Joey the Dog will be bringing his pal Mike Crawshaw, the Mosses Community Engagement Officer, on the walk. Mike added, “Joey loves walking here, and this is his opportunity to make new friends.”

If you and your own Fido want to come along and make new friends, please email Mike on [email protected] , or call the Natural England team on 01948-880362 for further information.

Sinker’s Fields Progress Update

January 20, 2022

Work continues on the Sinker’s Fields area as construction of the hide began earlier this month. While good progress is being made on the building, there’s still lots more to do on the surrounding area before the we can welcome visitors for birdwatching. We’ll keep you updated on progress. In the meantime, here are some photos of the building works.

Early January – the walls go up
The walls are up, and the insulating layer installed
Working on the roof

While you’re waiting for work at Sinker’s Fields to finish, you can always visit the Mosses for a winter’s walk on the marked trails. Or head out to the Mammoth Tower for a bird’s-eye view of the expanse of our precious peatland.

Marches Mosses in New Peatlands Guide

January 14, 2022

The Marches Mosses are included in a new book. Entitled “The Peatlands of Britain and Ireland – A Traveller’s Guide”, the book has information, maps and travel notes for 28 of the most famous peatland sites in Britain and Ireland including our own Mosses.

In the book’s Foreword, Dr. Tony Juniper, CBE and Chair of Natural England, reminds us that “Britain’s and Ireland’s peatlands comprise some of our most precious and evocative landscapes…healthy peatlands can support a sustainable future, not only for wildlife but people, too.”

The author, Clifton Bain, delves into the structure of peatlands, their uses over centuries, archaeology and wildlife.
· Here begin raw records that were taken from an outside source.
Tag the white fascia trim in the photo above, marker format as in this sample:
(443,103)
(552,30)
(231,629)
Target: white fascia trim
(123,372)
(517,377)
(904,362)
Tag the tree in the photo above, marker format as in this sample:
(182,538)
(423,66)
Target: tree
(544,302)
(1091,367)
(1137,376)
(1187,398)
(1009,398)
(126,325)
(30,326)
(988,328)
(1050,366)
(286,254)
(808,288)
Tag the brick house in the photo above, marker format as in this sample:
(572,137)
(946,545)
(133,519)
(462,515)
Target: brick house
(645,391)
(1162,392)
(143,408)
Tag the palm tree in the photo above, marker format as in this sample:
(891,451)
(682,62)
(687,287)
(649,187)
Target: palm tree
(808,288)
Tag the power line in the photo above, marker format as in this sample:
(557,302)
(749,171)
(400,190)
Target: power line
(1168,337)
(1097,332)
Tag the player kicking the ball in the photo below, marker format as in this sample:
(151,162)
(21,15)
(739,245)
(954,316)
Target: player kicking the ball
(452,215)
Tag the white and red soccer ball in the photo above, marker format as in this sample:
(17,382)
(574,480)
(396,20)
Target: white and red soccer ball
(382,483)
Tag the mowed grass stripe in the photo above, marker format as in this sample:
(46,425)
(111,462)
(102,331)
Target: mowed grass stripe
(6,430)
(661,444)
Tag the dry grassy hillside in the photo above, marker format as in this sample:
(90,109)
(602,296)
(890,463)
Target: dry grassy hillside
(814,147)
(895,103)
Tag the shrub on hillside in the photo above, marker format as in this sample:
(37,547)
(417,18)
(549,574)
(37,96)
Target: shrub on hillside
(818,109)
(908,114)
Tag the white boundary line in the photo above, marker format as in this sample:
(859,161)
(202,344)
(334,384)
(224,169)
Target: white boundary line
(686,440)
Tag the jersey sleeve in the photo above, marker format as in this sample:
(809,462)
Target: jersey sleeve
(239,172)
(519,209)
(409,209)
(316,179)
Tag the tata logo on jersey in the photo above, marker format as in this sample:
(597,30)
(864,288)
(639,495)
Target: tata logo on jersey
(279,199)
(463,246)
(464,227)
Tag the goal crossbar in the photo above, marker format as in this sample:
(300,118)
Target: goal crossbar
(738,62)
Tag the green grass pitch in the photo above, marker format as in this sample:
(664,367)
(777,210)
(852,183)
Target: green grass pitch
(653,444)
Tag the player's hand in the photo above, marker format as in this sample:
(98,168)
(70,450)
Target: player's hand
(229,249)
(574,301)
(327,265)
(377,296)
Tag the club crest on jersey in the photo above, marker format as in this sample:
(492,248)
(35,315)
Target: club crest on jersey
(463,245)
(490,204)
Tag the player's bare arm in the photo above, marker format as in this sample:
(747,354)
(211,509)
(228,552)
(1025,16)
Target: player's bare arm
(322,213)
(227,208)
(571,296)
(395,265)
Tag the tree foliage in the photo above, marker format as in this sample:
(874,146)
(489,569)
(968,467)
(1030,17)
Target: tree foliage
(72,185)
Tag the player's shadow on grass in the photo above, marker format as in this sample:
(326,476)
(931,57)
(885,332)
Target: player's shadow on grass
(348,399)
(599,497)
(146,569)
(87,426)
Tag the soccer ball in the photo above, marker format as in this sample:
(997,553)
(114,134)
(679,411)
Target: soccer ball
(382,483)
He then discusses each of the 28 peatlands with a summary of their history and current conservation work. In the section on the Marches Mosses, Bain describes the cell-bunding that’s been installed to ensure that rainwater is kept on the peat, as well as writing about the wildlife that has returned to live on the Mosses.

The Marches Mosses in “The Peatlands of Britain and Ireland” by Clifton Bain

You can see the Mosses for yourself by taking a winter walk on the marked trails or stroll up the Llangollen Canal towpath from Morris’ Bridge to the Mammoth Tower for a bird’s eye view of the expanse of our precious peatland.